California Childcare Health Program Health and Safety in the Child Care Setting: Promoting Children’s Oral Health A Curriculum for Health Professionals and Child Care Providers (in English and Spanish) at http://cchp.ucsf.edu/ and its 12345 first smiles program at http://first5oralhealth.org;

and National Training Institute for Child Care Health Consultant’s Healthy Smiles Through Child Care Health Consultation course at http://nti.unc.edu/healthy_smiles/.
TYPE OF FACILITY
Center
RELATED STANDARDS
3.1.4.3 Pacifier Use
3.1.5.1 Routine Oral Hygiene Activities
3.1.5.2 Toothbrushes and Toothpaste
4.2.0.7 100% Fruit Juice
9.2.3.14 Oral Health Policy
REFERENCES
  1. American Academy of Pediatrics, Oral Health Initiative. Protecting All Children's Teeth (PACT): A pediatric oral health training program. Factors in Development: Bacteria. http://www2.aap.org/oralhealth/pact/
  2. Dye, B. A., J. D. Shenkin, C. L. Ogden, T. A. Marshould, S. M. Levy, M. J. Kanellis. 2004. The relationship between healthful eating practices and dental caries in children aged 2-5 years in the United States. J Am Dent Assoc 135:55-66.

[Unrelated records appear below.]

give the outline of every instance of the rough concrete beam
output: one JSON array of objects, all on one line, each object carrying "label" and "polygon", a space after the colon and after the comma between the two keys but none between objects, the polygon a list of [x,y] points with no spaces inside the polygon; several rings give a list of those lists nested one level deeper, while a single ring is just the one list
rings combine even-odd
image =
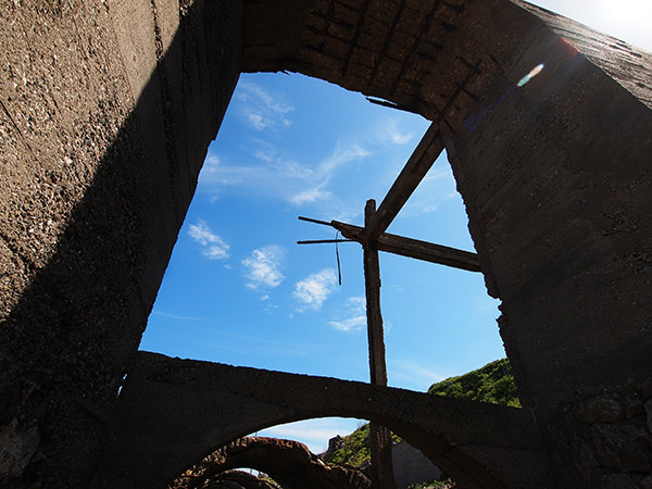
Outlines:
[{"label": "rough concrete beam", "polygon": [[[361,243],[365,242],[364,228],[352,224],[331,221],[330,225],[338,229],[343,237]],[[385,233],[378,237],[378,250],[400,254],[425,262],[438,263],[469,272],[480,272],[478,256],[475,253],[455,248],[449,248],[418,239]]]},{"label": "rough concrete beam", "polygon": [[327,416],[387,426],[468,489],[547,486],[548,462],[526,410],[140,352],[92,488],[161,487],[229,441]]},{"label": "rough concrete beam", "polygon": [[374,217],[365,225],[367,239],[377,239],[389,227],[410,196],[416,190],[428,170],[443,151],[443,140],[435,124],[428,130],[405,163],[405,166],[387,192]]}]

  3. American Academy of Pediatric Dentistry, Clinical Affairs Committee, Council on Clinical Affairs. 2008-2009. Guideline on periodicity of examination, preventive dental services, anticipatory guidance/counseling, and oral treatment for infants, children, and adolescents. Pediatric Dentistry30:112-18.
  4. American Academy of Pediatrics, Committee on Practice and Ambulatory Medicine.2016. Policy statement: 2016 Recommendations for preventive pediatric health care. http://pediatrics.aappublications.org/content/early/2015/12/07/peds.2015-3908 
  5. American Academy of Pediatrics, Section on Pediatric Dentistry. 2009. Policy statement: Oral health risk assessment timing and establishment of the dental home. Pediatrics 124:845.
  6. American Academy of Pediatrics, Section on Pediatric Dentistry.2008. Preventive oral health intervention for pediatricians. Pediatrics 122:1387-94.